On Friday there was a general reaction to the jobs report by most of the talking heads on television that the numbers indicated that the worst part of the recession (the decline) was over and we were either at the bottom, near the bottom, or already on the way up. In fact the most optimistic of the the analysts started talking about a V shaped recovery.
While I do believe that it is possible that the worst is over, I think that caution is appropriate. There were two major sources of wealth for Americans that were severely battered.
The first of these, but not the most important, was the stock market. This is of course a very significant source for many Americans but the majority of the Americans who participate in the market do so passively via 401ks and other retirement plans. It is a very small number of people who actively invest. It is probably fairly safe to say that many of the losses to these individuals impacted their retirement plans and many likely moved assets from the stock market into low yielding cash investment funds where they could. The upturn in the market most likely is not a major source of spending power and many of these individuals are diverting more money into savings to try to repair their retirement funds.
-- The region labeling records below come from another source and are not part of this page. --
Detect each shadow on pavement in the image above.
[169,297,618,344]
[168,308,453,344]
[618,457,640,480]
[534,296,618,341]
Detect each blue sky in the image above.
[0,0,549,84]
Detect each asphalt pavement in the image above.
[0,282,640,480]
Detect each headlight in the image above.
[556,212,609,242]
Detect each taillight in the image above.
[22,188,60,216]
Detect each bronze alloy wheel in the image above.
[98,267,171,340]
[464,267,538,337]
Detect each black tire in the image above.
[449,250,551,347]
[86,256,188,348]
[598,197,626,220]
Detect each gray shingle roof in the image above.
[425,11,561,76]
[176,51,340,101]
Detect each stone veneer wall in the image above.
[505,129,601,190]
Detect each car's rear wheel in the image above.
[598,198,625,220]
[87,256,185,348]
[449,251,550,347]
The second source of wealth for most Americans and this was the one that was most significant, was housing. As housing prices increased, many Americans were able to tap those funds to pay for purchases. They did this via refinancing or equity loans and bought all sorts of consumer items that effectively drove the economy. Further, knowing they had a pent up source of wealth, they felt more comfortable in using credit cards and in fact credit card companies were very comfortable if offering home owners more and more credit. This source of wealth has for the most part not recovered and is unlikely to recover any time soon. Without it, consumer spending is not going to return to prior levels. It can't, the money and credit simply don't exist.
So what does this mean for the recovery? The recovery will have to be built on a more fundamental and lower level than we had in the past. Without a surge in consumer spending, and such a surge is effectively impossible, economic activity will improve but only very slowly. People who do buy housing at the new lows will probably start to see some modest price appreciation, but the majority of American homes are still owned by the same people who owned them a few years ago. They may already be heavily mortgaged and if not, the owners have less equity in them then they did previously and are much less likely to tap that equity after seeing the recent economic meltdown. Banks are also not going to provide credit as easily as they did.
So without a surge in consumer spending, hiring will continue at modest levels. This will create market pressures that keep wage increases low and continue a drain of social services for the unemployed. To a large extent many baby boomers, who would potentially have left the labor force and lived on their investments and equity increases, will stay in the labor force and reduce opportunities for new employment.
The good news is that inflation is extremely unlikely since demand is simply not going to return to prior levels. Many of the forecasts I heard yesterday were simply ill informed at best. Discretionary income for Americans has not had a dramatic reduction. More of it has been diverted to savings but the recession and demand reduction is driven by the loss of wealth and credit, not a reduction in income. Yes, there are many unemployed, but the benefits they receive and in many cases the reduction in expenses, such as mortgage payments, leave them with nearly the same discretionary income they had previously. However, they have no source with which to pay for major items, i.e. home improvements, cars, boats, vacations, etc.
I saw an article in one of the publications I read about how young families, who had lost jobs and homes, were coping with the crisis by moving in with their parents. The article highlighted a specific family, but let's consider the impacts of this trend. The young folks would most likely want to save where possible so they could eventually buy a house again. Of course, they also need to find employment. Household expenses for a larger group do go up, but they don't go up to the levels that two households generate. So both before and after they find employment they are most likely going to spend much less than previously. Of course they will have to increase spending when they get employment but if hiring is going to be as slow as I believe it will be, this may take quite a while.
The central point I am making with the example above is that Americans will find a way to cope by reducing expenses, doubling up on housing and being more prudent. These are good changes from a long range perspective but they will not produce a rapid rebound in the economy. We should be prepared for a significant period of slow growth based on a more sustainable economy. However, the slow growth will mean that we will have more unemployment, less opportunities for new entrants and people working longer than they expected to a few years ago. At least that part may reduce some demand on our Social Security System.